COLUMBUS — For ages, women have claimed that the sex of their baby influences everything from food cravings to morning sickness. A new study published by researchers at the Ohio State University Wexner Medical Center seems to support this long-held theory.
If it’s a girl
The study, published in the February 2017 issue of Brain, Behavior, and Immunity, shows the sex of a baby is associated with immune responses in pregnant women.
Bacteria caused a greater pro-inflammatory response in the immune cells of women carrying a girl, meaning they might be more susceptible to illness, than in women carrying boys, according to Amanda Mitchell, a postdoctoral researcher in the Institute for Behavioral Medicine Research at Ohio State.
“This research helps women and their obstetricians recognize that fetal sex is one factor that may impact how a woman’s body responds to everyday immune challenges such as wound healing and responses to viruses and bacteria,” says Mitchell.

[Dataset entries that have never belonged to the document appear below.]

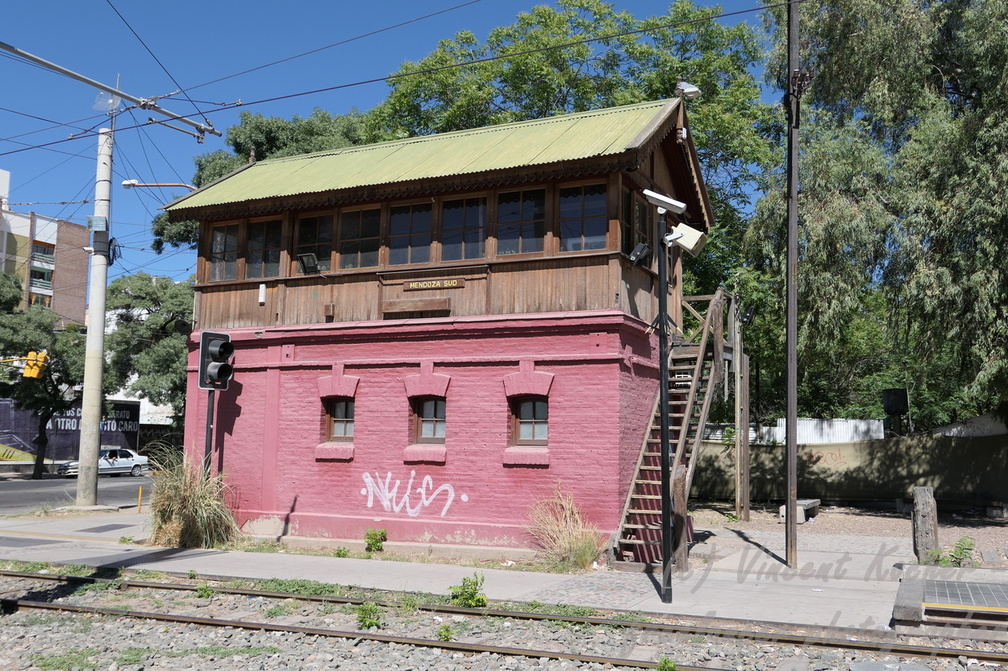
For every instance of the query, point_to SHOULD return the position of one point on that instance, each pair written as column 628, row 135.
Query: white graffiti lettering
column 387, row 494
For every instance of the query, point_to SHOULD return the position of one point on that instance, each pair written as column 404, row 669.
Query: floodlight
column 687, row 238
column 687, row 91
column 664, row 204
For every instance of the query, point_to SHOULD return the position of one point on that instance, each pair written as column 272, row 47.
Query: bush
column 374, row 540
column 469, row 594
column 557, row 527
column 189, row 509
column 369, row 616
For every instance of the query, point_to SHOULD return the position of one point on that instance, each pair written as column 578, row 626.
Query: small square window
column 529, row 420
column 428, row 419
column 340, row 419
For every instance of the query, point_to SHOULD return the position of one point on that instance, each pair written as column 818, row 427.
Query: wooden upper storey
column 530, row 217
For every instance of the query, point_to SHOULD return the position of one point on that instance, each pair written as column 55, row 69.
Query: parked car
column 110, row 462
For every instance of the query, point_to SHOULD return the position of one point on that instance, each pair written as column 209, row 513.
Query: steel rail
column 769, row 637
column 11, row 605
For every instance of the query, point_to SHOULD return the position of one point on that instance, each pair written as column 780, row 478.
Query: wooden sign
column 443, row 283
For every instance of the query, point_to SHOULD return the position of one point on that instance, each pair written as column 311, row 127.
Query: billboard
column 19, row 428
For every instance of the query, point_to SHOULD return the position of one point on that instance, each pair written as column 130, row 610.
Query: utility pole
column 797, row 80
column 99, row 224
column 94, row 357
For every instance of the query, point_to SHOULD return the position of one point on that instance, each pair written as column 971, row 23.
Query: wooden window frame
column 342, row 239
column 216, row 260
column 515, row 404
column 467, row 226
column 578, row 224
column 417, row 406
column 522, row 223
column 262, row 263
column 334, row 405
column 411, row 250
column 300, row 247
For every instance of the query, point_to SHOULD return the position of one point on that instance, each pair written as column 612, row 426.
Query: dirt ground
column 990, row 534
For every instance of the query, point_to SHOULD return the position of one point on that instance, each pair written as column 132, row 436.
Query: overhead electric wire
column 430, row 71
column 158, row 61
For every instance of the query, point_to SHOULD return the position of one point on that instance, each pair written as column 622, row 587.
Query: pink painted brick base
column 599, row 370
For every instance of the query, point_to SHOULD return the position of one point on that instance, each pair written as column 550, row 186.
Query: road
column 24, row 496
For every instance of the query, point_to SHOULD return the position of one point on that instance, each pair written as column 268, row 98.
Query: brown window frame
column 335, row 406
column 515, row 404
column 219, row 258
column 318, row 245
column 260, row 269
column 573, row 227
column 418, row 408
column 419, row 243
column 343, row 244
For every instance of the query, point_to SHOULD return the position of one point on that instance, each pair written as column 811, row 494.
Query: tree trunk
column 41, row 443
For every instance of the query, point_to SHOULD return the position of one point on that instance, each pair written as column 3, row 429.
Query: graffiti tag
column 387, row 494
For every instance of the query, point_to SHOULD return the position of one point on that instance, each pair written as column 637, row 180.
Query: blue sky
column 199, row 42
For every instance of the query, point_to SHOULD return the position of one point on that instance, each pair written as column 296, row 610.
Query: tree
column 58, row 389
column 258, row 137
column 583, row 55
column 933, row 113
column 148, row 349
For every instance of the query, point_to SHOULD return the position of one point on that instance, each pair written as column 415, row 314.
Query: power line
column 430, row 71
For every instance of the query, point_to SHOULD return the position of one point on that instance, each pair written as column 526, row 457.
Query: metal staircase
column 696, row 368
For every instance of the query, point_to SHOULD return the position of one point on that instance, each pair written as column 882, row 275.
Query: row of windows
column 355, row 238
column 529, row 419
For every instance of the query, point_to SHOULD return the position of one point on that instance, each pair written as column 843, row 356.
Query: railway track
column 676, row 635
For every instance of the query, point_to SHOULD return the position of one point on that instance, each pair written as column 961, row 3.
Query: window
column 428, row 418
column 224, row 252
column 360, row 239
column 463, row 226
column 409, row 235
column 315, row 236
column 583, row 218
column 263, row 258
column 636, row 222
column 340, row 412
column 43, row 250
column 521, row 222
column 530, row 415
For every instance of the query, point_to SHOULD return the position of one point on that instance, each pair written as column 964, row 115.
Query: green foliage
column 469, row 594
column 962, row 554
column 665, row 664
column 369, row 615
column 81, row 659
column 557, row 526
column 149, row 353
column 189, row 508
column 374, row 540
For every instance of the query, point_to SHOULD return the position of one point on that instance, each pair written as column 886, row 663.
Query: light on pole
column 132, row 183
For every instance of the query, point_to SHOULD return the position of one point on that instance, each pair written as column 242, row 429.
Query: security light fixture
column 307, row 263
column 687, row 91
column 687, row 238
column 664, row 204
column 640, row 254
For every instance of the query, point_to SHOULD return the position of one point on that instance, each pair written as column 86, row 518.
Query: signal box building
column 433, row 333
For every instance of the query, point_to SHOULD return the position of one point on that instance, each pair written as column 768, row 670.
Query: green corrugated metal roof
column 528, row 143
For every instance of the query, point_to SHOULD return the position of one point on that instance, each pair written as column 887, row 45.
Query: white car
column 110, row 462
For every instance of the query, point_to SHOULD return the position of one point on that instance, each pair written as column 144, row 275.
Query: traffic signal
column 215, row 351
column 34, row 364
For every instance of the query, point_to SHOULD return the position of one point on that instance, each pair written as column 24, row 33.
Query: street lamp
column 130, row 183
column 693, row 241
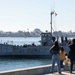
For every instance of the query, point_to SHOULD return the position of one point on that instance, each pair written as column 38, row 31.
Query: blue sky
column 30, row 14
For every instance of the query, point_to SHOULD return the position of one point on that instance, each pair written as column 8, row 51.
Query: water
column 18, row 63
column 20, row 40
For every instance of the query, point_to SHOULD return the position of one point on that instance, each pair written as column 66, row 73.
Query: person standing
column 54, row 50
column 62, row 57
column 71, row 54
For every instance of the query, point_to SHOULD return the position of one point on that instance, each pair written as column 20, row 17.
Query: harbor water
column 12, row 63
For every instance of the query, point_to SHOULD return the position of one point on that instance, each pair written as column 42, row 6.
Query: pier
column 39, row 70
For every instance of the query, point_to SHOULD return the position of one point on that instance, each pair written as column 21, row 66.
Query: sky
column 27, row 15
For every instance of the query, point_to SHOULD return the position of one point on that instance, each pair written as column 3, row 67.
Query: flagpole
column 51, row 21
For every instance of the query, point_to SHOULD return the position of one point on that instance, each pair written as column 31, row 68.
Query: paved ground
column 63, row 73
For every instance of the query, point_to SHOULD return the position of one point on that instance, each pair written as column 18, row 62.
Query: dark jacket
column 71, row 54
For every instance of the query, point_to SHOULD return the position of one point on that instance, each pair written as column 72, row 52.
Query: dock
column 39, row 70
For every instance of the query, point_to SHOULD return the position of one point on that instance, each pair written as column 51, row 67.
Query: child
column 62, row 57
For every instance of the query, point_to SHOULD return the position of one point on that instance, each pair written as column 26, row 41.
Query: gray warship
column 32, row 51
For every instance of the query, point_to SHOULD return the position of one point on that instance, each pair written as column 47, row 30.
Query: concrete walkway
column 63, row 73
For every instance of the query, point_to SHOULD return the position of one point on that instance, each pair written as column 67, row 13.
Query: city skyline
column 27, row 15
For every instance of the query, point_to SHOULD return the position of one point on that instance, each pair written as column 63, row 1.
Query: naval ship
column 34, row 51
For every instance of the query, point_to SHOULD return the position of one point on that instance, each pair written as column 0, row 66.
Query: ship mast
column 51, row 20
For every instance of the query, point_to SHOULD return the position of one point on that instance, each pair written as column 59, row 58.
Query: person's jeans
column 56, row 58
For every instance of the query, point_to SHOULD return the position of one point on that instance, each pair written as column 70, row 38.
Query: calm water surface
column 17, row 63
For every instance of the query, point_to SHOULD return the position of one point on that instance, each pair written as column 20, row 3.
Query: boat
column 32, row 51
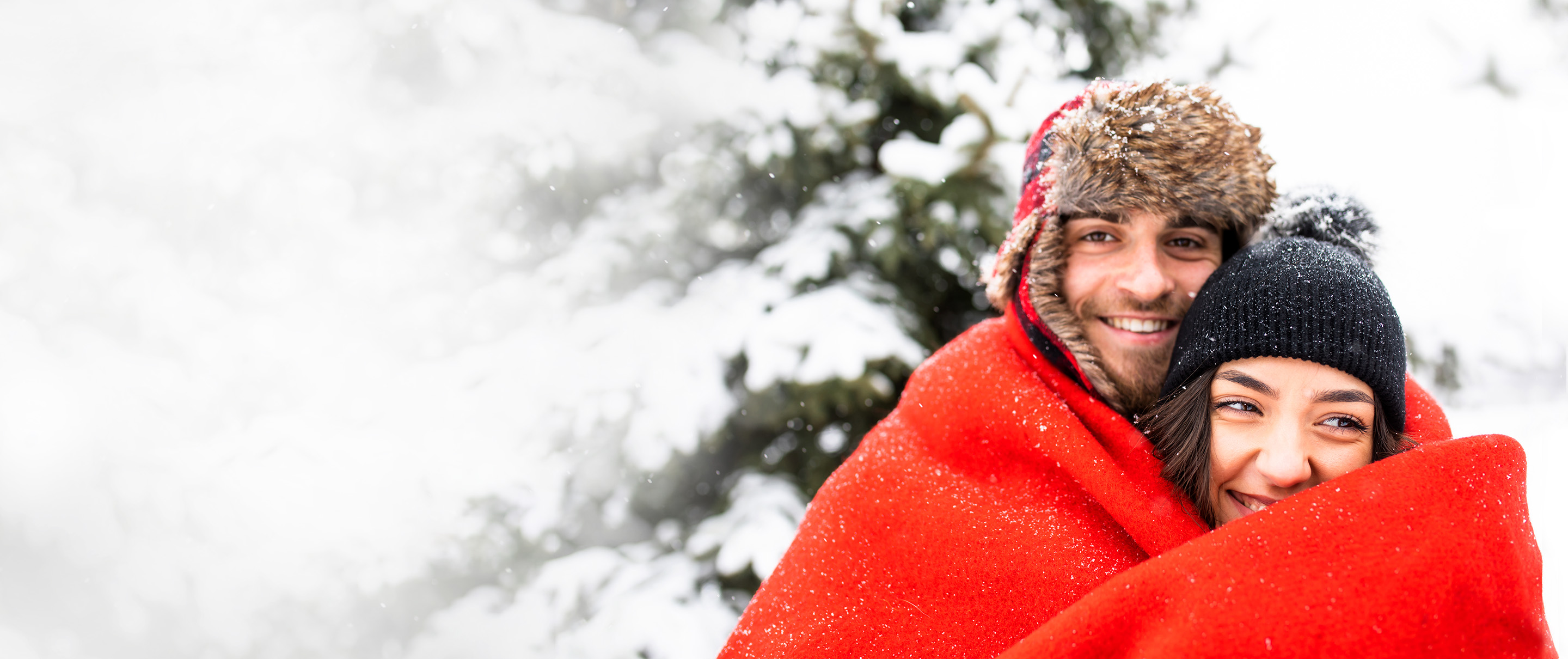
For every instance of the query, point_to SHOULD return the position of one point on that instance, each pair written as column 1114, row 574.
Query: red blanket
column 995, row 496
column 1426, row 554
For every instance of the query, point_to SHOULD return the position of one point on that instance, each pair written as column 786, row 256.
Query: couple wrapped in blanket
column 1191, row 434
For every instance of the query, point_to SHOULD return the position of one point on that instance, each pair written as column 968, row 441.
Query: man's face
column 1130, row 280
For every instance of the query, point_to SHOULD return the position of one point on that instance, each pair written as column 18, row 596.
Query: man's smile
column 1137, row 325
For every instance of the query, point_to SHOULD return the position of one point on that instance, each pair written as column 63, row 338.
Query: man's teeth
column 1139, row 325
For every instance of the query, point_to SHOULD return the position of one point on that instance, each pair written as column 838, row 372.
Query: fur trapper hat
column 1118, row 147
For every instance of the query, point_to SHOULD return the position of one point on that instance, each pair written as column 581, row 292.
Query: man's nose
column 1143, row 277
column 1285, row 462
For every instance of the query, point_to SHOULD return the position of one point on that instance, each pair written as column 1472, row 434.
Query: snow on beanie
column 1308, row 292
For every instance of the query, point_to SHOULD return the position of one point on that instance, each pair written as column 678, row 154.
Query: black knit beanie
column 1305, row 291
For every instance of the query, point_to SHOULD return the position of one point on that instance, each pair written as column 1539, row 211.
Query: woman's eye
column 1344, row 423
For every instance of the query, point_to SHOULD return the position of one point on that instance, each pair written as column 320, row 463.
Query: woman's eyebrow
column 1343, row 396
column 1248, row 382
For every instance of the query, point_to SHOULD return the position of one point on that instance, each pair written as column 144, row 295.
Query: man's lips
column 1250, row 503
column 1137, row 325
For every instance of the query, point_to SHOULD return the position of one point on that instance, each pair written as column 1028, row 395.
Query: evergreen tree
column 817, row 242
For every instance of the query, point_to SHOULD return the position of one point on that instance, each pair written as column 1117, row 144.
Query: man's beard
column 1139, row 373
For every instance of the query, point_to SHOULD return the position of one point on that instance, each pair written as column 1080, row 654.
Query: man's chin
column 1139, row 373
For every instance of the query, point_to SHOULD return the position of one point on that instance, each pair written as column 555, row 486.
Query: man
column 1009, row 482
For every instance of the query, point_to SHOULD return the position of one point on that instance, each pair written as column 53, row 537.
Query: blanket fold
column 995, row 496
column 1424, row 554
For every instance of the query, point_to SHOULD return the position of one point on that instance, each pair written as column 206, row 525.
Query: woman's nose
column 1285, row 463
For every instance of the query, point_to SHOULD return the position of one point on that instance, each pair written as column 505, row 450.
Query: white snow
column 272, row 311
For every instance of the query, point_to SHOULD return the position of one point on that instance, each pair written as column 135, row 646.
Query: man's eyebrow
column 1343, row 396
column 1248, row 382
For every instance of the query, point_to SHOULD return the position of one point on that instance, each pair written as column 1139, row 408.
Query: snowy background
column 361, row 328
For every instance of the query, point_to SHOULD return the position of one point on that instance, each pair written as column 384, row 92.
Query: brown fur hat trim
column 1117, row 147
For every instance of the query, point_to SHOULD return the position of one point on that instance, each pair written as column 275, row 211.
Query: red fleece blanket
column 998, row 495
column 1423, row 554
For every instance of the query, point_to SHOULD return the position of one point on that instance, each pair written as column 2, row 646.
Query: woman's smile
column 1250, row 503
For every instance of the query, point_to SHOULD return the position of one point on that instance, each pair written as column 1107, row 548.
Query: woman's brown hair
column 1180, row 429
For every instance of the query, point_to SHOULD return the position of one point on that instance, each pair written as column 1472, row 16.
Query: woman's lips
column 1250, row 503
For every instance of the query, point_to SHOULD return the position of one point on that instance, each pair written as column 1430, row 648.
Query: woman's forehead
column 1288, row 375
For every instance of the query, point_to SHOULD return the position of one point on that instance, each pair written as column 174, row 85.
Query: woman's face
column 1282, row 426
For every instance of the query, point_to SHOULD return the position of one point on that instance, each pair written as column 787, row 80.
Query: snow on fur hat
column 1118, row 147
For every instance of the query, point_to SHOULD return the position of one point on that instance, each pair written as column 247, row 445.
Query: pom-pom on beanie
column 1300, row 297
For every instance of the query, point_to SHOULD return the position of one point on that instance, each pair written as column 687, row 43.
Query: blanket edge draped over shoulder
column 1424, row 554
column 995, row 496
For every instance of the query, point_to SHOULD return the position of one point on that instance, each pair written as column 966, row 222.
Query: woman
column 1282, row 419
column 1288, row 371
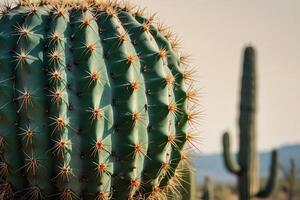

The study followed 80 pregnant women across the course of their pregnancy and examined whether they exhibited different levels of immune markers based on the gender of the baby.
Those immune markers were exposed to bacteria in the lab and analyzed.
What this means
“While maternal inflammation can affect outcomes related to the fetus — such as timing of birth — more research is needed to know how the baby’s sex is associated with the wellness of moms-to-be,” Mitchell explains.
Factors such as hormone levels in the placenta may also affect the mother’s health, she said.
Regardless, it’s always important for expectant mothers to think about maintaining a healthy immune system.
Research has shown regular exercise promotes a healthy immune system, as does eating certain foods such as leafy greens and taking time to relax.
Be sure to check with your healthcare provider before making any changes to your exercise routine or diet.
And no surprise to all the women who have ever been pregnant, science is finally backing up what you’ve been saying all along.
The gender of your baby really can affect how you feel throughout your pregnancy.